It’s been…weeks, at least, since I’ve mentioned lead and crime, and today I got two nice little anecdotes at once. The first is from lead researcher extraordinaire Rick Nevin, who directs our attention to this chart:
As predicted by the lead-crime theory, the prison population of younger cohorts (15-25) has dropped the most. The 26-30 cohort is flat, and the older cohorts are making up a bigger proportion of the total prison population. Why? Because everyone under 30 grew up in a fairly lead-free environment, so they’re less likely to commit serious crimes than similar cohorts in the past. 35-year-olds grew up at the tail end of the lead era, and are still moderately crime prone. Older cohorts were heavily lead poisoned as kids, and they’ve remained more crime prone even as they’ve grown older.

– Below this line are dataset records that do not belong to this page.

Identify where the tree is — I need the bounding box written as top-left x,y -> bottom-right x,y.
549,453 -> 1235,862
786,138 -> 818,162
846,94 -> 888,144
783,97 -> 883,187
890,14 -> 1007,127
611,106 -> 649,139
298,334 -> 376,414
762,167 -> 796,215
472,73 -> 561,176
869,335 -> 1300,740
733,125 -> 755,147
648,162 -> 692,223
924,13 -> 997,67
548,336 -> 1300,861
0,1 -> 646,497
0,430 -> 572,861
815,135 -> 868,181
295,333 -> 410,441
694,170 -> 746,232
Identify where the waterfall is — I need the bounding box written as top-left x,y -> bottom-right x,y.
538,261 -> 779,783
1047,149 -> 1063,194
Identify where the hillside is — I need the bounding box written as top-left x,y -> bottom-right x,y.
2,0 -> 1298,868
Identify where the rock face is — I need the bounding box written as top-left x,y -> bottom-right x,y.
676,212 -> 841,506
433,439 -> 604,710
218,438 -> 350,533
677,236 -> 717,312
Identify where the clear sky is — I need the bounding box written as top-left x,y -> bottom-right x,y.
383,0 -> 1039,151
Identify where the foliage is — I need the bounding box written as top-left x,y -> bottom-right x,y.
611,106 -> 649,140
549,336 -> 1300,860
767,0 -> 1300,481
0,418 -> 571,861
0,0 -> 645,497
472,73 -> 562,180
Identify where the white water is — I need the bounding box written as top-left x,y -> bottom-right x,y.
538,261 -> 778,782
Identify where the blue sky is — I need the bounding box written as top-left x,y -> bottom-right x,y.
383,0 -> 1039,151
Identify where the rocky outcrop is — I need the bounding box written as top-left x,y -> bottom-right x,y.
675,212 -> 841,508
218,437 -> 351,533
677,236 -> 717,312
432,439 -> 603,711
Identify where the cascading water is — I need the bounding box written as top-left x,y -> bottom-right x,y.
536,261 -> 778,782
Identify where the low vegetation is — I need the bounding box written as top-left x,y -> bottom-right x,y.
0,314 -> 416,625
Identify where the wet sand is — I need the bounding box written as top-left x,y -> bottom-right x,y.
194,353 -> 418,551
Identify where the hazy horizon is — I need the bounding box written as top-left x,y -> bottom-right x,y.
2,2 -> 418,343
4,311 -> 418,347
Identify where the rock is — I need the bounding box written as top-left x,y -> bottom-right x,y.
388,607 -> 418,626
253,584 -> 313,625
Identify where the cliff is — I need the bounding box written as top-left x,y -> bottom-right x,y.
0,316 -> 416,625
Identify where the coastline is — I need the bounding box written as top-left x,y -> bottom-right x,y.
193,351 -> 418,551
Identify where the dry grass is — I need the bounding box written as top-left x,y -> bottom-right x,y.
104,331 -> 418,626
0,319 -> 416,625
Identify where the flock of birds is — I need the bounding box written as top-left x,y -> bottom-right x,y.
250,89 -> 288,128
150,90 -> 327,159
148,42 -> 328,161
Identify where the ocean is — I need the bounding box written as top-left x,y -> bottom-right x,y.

If you have a good memory, you may also recall a post I wrote four years ago explaining that lead poisoning affected blacks and Hispanics more than whites because they were more likely to grow up in dense urban environments with a lot of auto exhaust. Because of this, during the great crime wave of the 60s and 70s, their crime rates went up faster than white crime rates. The flip side of this is that with lead mostly gone, their crime rates are dropping faster than they are for whites. We can see this in the declining share of the jail population made up by blacks and Hispanics. Keith Humphreys shows us the mirror image of this, the rising share of the jail population made up by whites:
The lead hypothesis predicts that young cohorts are less crime prone than older cohorts, so their share of the jail and prison population should decline. It predicts that black crime rates will drop faster than white crime rates. And it also predicts that small-city crime rates will drop faster than big-city crime rates. All of these things have turned out to be true.